Monday, September 16, 2013

Spectre of the Gun

From today's Times, summarizing the state of affairs in the wake of the shootings in Newtown
In Washington State, where gun control supporters have already collected 225,000 of the more than 244,000 signatures needed for a ballot initiative on requiring background checks for private gun sales, their opponents have begun their own, dueling initiative, which would prevent the state from requiring background checks that are more restrictive than federal standards.

Gun rights supporters in other states are also focusing on legislators. In Nevada, for instance, a recall campaign has already begun against State Senator Justin Jones, a Democrat who led the successful passage in June of a bill to strengthen background checks. Gov. Brian Sandoval, a Republican, vetoed the bill.

In the decade before the Newtown shooting, state after state had gradually extended the rights of gun owners. But the push for new legislation that followed the massacre inspired a new burst of energy on the other side.

Angered by talk of a renewed assault weapons ban and fearful of increased government oversight, opponents of tighter restrictions increased their efforts.

Ammunition and semiautomatic rifles flew off the shelves of gun stores. Second Amendment groups welcomed a flurry of new members. Dave Trahan, the executive director of the Sportsman’s Alliance of Maine, said the group’s membership had grown 120 percent over the last year, gaining 70 to 100 new members each month. The alliance, he pledged, would fight any attempt to place an initiative for background checks on the state ballot.
gun rights groups have continued to make inroads in many Republican-controlled states. Indiana, Kansas, North Carolina and about two dozen other states passed measures this year allowing people to legally carry guns in churches, elementary schools and casinos, on college campuses and at other venues; made state records of concealed carry permits confidential; expanded self-defense statutes; or otherwise increased gun owners’ rights.

And although Missouri lawmakers last week failed to overturn a veto by Gov. Jay Nixon of a bill that would have prevented the enforcement of federal gun laws in the state, a modified nullification law was enacted in Kansas. Gun rights groups in other states are pushing for similar statutes.


Dave Workman, communications director for the Citizens Committee for the Right to Keep and Bear Arms, said gun owners feared that the background check initiative could lead to “a de facto gun registry.”

“There are two reasons you want to register all the guns in a community: either to tax them or ultimately to take them,” he said.

Oh, I know a third reason: to trace them when a homicide is committed. Why is there such a strong belief in the right to shoot anonymously?
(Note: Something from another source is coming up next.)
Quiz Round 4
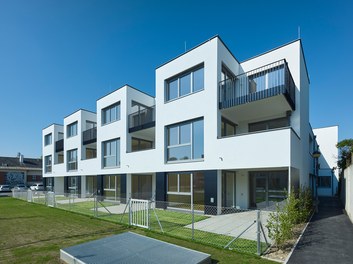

Moreover, all this fear comes out of nowhere. What did the Democrats in fact propose in the wake of Newtown? A revised and updated assault weapons ban, one that would not automatically expire. And the President hardly attacked the Second Amendment and demonized gun owners; in fact, he said:
Now, let me be absolutely clear: Like most Americans, I believe the Second Amendment guarantees an individual right to bear arms. I respect our strong tradition of gun ownership and the rights of hunters and sportsmen. There are millions of responsible, law-abiding gun owners in America who cherish their right to bear arms for hunting or sport or protection or collection.

I also believe most gun owners agree that we can respect the Second Amendment while keeping an irresponsible, law-breaking few from inflicting harm on a massive scale. I believe most of them agree that if America worked harder to keep guns out of the hands of dangerous people, there would be fewer atrocities like the one that occurred in Newtown.
The President's proposals were all pretty moderate, adding (1) background checks; (2) a ban on assault weapons updated from the expired ban; (3) researching the causes of gun violence; (4) funding local initiatives on gun safety and school safety; and (5) providing federal funding to efforts to treat the mentally ill who might turn to violence. This last one, by the way, was the NRA's one proposal, other than more guns everywhere.

While there has been some progress in the wake of Newtown, today we suffered another mass shooting--ironically bare days after two Democratic lawmakers were recalled for their support of gun regulation.

So, gun rights activists, congratulations. Thanks to your unceasing efforts, your hobby is safe, and the cost in human lives? Well, seemingly we as a society are ok with that. But responsible gun owners, if you don't want the government involved, then it's own you to lead. Lead the way in stigmatizing irresponsible gun use. The fact that David Keene, whose son shot at another driver in a road rage incident and drew a ten year jail term, was the face of the NRA until 2013, and neither he nor it have proposed anything to address the issue of irresponsible gun owners leaves this little problem on your doorstep.

Your move. Fix it, since you won't let us try.